You are reading Far From Home, Chapter 41: Chapter 41. Read more chapters of Far From Home.

Early December
The sun went down two hours ago, but Jake didn't care. He stared off at the wall and watched the shadows and shades change, but the time passing didn't bother him like it should have knowing he had just spent eight hours in bed doing absolutely nothing.
In the middle of the afternoon, Jake had decided he was going to try to feel like a person again, but that effort was curtailed before it even began. He tried catching up with his notifications—the messages from his sister about coming home, the messages from Connor about how much he hated getting ready in the morning before he left, the emails from professors calculating final grades, and finally the posts he was being tagged in from boys he went to school with back home. Every post was the same. There were pictures of Hunter everywhere, people he barely knew with so many kind things to say about how much they would miss him. Jake and Aaron were tagged left and right on athletes' posts, but the more he looked at them, the more it made him sick. It seemed as if everyone in the world had something to say about Hunter Anderson except the people who actually knew him best.

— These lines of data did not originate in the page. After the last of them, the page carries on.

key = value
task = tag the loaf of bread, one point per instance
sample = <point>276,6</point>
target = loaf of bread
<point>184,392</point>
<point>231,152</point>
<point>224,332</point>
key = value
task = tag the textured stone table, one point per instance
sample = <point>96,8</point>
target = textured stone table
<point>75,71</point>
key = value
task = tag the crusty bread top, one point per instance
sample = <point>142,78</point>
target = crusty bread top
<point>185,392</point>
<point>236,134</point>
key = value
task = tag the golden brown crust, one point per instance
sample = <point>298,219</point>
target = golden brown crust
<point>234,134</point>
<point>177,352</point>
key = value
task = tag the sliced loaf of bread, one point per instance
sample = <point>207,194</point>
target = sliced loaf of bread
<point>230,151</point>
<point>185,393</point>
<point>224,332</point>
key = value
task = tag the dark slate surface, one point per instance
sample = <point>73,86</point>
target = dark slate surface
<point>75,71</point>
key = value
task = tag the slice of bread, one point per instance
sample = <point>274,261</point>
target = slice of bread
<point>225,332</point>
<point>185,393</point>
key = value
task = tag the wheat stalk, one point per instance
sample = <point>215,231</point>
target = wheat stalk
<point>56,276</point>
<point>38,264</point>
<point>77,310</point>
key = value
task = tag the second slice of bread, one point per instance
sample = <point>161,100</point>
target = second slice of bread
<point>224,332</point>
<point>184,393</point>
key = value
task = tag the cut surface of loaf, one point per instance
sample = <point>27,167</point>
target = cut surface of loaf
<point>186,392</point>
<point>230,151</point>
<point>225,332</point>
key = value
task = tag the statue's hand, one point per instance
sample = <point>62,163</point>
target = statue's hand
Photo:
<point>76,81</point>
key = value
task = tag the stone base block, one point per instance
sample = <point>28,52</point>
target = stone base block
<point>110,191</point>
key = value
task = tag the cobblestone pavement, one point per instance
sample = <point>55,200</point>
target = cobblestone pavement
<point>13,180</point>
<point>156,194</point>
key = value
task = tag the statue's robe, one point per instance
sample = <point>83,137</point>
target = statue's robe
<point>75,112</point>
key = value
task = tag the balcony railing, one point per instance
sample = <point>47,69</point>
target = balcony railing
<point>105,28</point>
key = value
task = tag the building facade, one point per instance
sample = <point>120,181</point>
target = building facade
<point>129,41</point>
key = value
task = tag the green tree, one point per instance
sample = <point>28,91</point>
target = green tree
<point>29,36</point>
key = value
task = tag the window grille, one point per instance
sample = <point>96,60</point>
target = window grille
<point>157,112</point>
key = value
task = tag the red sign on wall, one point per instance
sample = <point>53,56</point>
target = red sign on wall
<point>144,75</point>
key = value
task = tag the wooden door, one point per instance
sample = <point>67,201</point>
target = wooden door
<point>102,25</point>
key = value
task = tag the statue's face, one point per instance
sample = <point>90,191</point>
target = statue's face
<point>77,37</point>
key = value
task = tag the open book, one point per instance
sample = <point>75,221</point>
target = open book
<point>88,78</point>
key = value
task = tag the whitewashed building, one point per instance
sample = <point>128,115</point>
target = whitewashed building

Jake, Aaron, Katherine, even McKenna and his ex Alyssa. Radio silence.
Nobody knew what to say.
What the hell was he supposed to say? He didn't even know what to think. Hunter hadn't been the easiest of friends to deal with, but for a while, he was one of the best friends Jake had ever had. There were so many days that Jake spent laughing with Hunter and Aaron when he didn't feel like seeing anyone else in the world. The days where one or all of them would end up with some bodily injury from doing something ill-advised, but seemingly none of them learned from their mistakes and would do it all again the next week. Hunter was cocky, he was arrogant, most days he made Jake roll his eyes and shake his head, but he was also a friend, and when they got along, a good friend. Hunter was the smack on the back of Jake's head when he was being a stuck-up asshole, he was the wide smile that voiced bad ideas, he was the pat on the back after a good practice, and the explosive personality that would have taken someone to the ground for laying a finger on Jake or Aaron. Hunter was bad, but he was also good.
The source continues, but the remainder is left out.